A NON-LINEAR DISCONTINUOUS PETROV-GALERKIN METHOD FOR REMOVING OSCILLATIONS IN THE SOLUTION OF THE TIME-DEPENDENT TRANSPORT EQUATION

摘要

This paper describes a Non-Linear Discontinuous Petrov-Galerkin method and its application to the one-speed Boltzmann Transport Equation (BTE) for space-time problems. The purpose of the method is to remove unwanted oscillations in the transport solution which occur in the vicinity of sharp flux gradients, while improving computational efficiency and numerical accuracy. This is achieved by applying artificial dissipation in the solution gradient direction, internal to an element using a novel finite element (FE) Riemann approach.
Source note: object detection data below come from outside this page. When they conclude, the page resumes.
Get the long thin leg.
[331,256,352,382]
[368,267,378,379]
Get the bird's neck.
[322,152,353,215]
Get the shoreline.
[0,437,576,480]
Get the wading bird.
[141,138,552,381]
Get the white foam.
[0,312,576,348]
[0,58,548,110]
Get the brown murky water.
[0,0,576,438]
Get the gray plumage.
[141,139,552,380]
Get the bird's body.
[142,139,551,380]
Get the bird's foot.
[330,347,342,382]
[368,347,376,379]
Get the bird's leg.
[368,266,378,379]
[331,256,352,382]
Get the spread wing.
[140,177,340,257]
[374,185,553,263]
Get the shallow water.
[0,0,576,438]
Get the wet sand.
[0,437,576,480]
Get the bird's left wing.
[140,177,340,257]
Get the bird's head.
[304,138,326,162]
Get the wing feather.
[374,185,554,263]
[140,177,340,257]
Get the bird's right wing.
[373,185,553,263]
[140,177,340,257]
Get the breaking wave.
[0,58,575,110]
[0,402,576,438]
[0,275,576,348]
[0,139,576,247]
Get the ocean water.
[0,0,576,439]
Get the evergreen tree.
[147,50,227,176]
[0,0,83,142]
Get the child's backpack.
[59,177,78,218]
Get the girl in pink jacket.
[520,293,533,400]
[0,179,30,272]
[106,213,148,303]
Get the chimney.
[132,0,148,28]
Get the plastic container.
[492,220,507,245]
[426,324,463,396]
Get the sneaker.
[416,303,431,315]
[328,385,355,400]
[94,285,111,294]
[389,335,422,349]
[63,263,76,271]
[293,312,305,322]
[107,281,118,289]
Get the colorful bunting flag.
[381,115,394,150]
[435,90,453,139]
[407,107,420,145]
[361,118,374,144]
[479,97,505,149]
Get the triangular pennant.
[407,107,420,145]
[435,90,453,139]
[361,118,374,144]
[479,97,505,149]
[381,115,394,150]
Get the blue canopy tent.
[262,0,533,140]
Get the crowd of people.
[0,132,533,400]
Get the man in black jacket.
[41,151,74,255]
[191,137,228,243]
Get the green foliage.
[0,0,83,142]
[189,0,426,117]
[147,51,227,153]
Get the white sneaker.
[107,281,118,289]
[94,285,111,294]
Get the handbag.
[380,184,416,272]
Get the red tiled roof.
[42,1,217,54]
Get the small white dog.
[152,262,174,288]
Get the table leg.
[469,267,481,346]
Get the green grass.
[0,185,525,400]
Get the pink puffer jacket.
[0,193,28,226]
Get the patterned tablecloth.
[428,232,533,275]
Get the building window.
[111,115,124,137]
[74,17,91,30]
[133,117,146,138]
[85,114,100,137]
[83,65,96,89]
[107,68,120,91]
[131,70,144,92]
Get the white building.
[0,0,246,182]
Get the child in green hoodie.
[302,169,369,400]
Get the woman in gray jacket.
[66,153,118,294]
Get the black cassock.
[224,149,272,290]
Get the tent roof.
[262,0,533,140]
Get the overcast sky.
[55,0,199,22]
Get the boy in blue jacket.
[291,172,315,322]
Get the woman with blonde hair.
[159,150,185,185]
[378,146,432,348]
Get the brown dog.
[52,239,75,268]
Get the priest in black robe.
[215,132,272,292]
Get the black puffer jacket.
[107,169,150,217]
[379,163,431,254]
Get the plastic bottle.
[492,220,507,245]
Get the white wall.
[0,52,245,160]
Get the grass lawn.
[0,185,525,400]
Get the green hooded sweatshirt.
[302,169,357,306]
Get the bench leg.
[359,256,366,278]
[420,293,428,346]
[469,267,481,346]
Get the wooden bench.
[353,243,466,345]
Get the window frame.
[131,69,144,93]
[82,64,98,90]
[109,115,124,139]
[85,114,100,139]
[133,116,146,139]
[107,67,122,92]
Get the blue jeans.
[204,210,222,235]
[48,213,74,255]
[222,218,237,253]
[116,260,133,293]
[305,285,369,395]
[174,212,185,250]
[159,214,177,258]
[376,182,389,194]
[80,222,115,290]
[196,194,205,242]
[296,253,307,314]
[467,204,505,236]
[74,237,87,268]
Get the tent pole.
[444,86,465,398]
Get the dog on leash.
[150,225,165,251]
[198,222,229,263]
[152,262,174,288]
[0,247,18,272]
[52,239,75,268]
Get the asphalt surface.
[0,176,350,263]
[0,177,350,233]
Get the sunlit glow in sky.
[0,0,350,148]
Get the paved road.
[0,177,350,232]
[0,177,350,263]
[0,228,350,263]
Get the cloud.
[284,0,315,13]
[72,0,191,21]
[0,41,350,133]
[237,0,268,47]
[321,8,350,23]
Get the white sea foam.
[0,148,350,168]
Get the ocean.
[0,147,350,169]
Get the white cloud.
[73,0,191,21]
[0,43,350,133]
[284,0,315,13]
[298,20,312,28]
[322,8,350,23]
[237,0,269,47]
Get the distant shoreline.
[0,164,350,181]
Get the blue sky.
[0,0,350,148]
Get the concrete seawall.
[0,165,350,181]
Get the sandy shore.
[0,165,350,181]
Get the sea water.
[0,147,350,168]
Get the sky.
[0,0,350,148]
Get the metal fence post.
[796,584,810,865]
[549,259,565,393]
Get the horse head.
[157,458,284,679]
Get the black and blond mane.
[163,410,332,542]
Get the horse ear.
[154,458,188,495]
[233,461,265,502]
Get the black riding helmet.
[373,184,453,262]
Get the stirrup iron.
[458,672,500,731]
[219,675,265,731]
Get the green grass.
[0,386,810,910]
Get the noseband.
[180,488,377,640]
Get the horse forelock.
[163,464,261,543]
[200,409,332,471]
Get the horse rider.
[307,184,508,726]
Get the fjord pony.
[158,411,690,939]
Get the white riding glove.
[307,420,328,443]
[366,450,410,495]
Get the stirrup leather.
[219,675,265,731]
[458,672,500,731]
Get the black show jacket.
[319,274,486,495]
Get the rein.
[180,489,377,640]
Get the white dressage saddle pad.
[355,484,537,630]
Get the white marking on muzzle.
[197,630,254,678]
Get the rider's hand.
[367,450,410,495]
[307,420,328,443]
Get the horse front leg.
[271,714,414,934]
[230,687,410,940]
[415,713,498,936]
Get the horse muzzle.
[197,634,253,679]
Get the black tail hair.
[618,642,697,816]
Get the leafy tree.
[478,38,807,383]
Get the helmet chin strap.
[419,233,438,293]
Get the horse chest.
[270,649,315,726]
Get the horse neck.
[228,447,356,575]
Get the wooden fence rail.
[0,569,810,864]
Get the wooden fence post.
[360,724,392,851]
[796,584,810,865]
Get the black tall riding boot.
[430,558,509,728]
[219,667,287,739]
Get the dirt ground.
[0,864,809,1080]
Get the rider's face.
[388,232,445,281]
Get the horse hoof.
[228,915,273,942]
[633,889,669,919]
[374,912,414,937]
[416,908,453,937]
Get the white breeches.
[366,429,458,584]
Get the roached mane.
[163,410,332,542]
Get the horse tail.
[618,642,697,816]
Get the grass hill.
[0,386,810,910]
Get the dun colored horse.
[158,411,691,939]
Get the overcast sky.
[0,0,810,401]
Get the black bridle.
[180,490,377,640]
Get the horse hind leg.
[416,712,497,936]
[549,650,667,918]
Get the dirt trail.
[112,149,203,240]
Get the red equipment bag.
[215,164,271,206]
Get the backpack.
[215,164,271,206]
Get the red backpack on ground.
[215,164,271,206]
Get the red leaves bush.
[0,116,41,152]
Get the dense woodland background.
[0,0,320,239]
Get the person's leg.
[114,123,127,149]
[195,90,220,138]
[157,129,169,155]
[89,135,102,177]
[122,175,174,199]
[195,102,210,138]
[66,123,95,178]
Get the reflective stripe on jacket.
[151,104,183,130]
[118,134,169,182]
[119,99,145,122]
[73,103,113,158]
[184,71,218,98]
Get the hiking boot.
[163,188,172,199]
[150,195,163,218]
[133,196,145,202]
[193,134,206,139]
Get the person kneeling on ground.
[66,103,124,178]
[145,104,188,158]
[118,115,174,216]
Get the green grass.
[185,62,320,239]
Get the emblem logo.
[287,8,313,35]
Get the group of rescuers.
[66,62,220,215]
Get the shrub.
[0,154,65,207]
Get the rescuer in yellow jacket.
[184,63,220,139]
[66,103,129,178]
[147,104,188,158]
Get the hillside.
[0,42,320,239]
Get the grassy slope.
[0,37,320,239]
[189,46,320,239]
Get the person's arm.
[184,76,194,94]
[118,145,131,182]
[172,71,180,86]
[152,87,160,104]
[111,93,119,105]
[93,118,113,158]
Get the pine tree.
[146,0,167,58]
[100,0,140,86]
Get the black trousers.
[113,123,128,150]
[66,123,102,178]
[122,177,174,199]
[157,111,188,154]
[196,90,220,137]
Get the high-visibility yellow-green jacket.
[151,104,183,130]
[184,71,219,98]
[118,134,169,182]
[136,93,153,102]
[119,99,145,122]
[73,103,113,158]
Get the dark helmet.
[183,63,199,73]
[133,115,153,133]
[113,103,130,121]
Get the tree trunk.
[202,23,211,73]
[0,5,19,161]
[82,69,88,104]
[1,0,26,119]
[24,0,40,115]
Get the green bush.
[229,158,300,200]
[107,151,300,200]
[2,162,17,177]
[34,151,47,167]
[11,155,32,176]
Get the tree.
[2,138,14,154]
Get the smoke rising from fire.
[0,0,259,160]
The added dissipation is calculated at each node of the finite element mesh based on local behaviour of the transport solution on both the spatial and temporal axes of the problem. Thus a different dissipation is used in different elements. The magnitude of dissipation that is used is obtained from a gradient-informed scaling of the advection velocities in the stabilisation term. This makes the method in its most general form non-linear. The method is implemented within a very general finite element Riemann framework. This makes it completely independent of choice of angular basis function allowing one to use different descriptions of the angular variation. Results show the non-linear scheme performs consistently well in demanding time-dependent multi-dimensional neutron transport problems.